I have dedicated the last 2 years almost entirely to healing. Learning to self care, learning to manage time and energy, when to stop pushing and when to reach out. There’s still a long way to go, life is currently a living hell which I have nearly escaped once or twice. And wanted to leave more times than I can remember. And there is no ‘end’ to the process, this is going to be a life long mission to keep learning, making adjustments, listening to my body/mind and standing my ground when required. There’s no such thing as a happy ending. So we just need to make the most of what we have NOW.

Doing the right thing

More big changes come my way. Something I’ve been trying to avoid for years, today I agreed, nay asked, for.
Sorry to be so vague right now but I’m still trying to get my head around it and the shame I have around the whole situation.
At least I am doing the proper thing and if not fully taking responsibility at least owning the crap.

Yep. This is my mess.

Anybody got an enormous brush & pan to sweep it up with?!

More labels

Yesterday was a big deal, sick I chose mental health over physical and persevered with accomplishing my targets.

A super early start for a volunteer shift at a morning rave, trying my best not to breathe, cough or sneeze near anyone… this plague is a painful annoyance.
After a slow lunch and time in the park, I had an assessment at a CFS clinic.

The short version is that they can’t currently help me, and that I have PTSD. Not really surprising considering my history, and the plague & early start made it all a bit much.

It’s settling in now. I agree with him, I did at the time, but the recommendations he’s going to make are a heavy burden.

I’m to get onto the waiting list for Trauma Therapy. Something that will, by definition, be traumatic.

I should be getting regular psychiatric appointments, outside of and separate to therapy. Conflicted slightly about this as I’d enjoyed the feeling of no longer requireing this. But I’ve known for a while that I currently need it, so I guess that’s a bonus.

And finally, he wants me to start taking lithium.
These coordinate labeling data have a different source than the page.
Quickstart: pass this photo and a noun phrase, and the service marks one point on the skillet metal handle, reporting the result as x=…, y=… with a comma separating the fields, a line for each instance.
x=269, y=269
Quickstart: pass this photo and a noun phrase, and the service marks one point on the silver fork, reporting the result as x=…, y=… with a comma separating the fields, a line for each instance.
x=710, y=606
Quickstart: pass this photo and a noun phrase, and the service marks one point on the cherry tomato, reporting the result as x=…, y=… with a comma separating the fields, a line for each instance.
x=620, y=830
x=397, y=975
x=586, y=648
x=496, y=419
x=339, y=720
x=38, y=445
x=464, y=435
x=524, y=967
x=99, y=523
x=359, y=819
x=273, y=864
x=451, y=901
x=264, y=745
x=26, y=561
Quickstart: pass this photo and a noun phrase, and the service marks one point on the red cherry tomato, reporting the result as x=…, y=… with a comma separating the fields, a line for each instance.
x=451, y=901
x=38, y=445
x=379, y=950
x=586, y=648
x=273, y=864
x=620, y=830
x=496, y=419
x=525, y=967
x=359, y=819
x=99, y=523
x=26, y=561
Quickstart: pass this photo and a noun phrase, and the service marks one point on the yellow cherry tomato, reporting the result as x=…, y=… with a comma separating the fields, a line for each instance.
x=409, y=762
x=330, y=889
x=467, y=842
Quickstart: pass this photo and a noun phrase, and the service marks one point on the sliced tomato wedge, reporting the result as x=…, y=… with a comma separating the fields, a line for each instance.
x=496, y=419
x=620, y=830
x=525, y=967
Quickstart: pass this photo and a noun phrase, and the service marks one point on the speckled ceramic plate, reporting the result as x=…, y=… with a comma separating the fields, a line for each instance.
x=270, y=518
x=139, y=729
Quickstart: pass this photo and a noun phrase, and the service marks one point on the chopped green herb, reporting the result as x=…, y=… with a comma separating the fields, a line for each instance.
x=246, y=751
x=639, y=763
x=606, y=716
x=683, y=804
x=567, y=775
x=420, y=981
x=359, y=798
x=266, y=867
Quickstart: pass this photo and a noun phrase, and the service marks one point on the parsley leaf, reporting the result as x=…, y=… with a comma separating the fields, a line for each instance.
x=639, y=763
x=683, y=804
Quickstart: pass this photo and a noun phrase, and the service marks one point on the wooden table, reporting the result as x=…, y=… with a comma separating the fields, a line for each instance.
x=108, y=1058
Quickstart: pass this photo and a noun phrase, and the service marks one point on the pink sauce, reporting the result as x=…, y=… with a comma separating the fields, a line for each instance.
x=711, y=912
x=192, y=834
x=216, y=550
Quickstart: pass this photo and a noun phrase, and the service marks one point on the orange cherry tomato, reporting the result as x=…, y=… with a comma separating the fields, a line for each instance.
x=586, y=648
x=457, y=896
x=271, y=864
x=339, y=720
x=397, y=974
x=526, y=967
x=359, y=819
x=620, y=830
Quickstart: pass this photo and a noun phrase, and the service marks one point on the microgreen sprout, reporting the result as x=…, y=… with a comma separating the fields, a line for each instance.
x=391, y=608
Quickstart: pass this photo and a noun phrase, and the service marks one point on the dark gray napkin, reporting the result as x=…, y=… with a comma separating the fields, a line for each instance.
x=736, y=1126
I don’t want to, for a whole host of reasons, and my former psych who I’m about to be referred back to, knows this and knows my reasons.
He was successful in getting me to take carbamazapine. I’m still struggling with the side effects of that one several years after stopping it. It’s going to be one hell of a struggle to swallow that pill. Bad pun intended.

I’m not well enough to properly process all of this, and not sick enough to put it aside. I kinda want to curl up in someone’s arms and forget about it all right now. That’s not possible, so junk food and sweets it is.

Memories

It’s been 8 years since I picked up Crack. 7.5 since I had an alcoholic drink.

I feel like I *should* be celebrating. But I’m depressed.
It doesn’t help that I had a horrible, stressful and humiliating waste of time assessment by ATOS on Monday.

It’s been hard, I don’t know how I’ve done it at times, and I’ve been sorely tempted too many times.

But October has become associated with death of loved ones. It’s been a year since a dear friend passed away and 4 years since my grandmother passed. And I feel sad.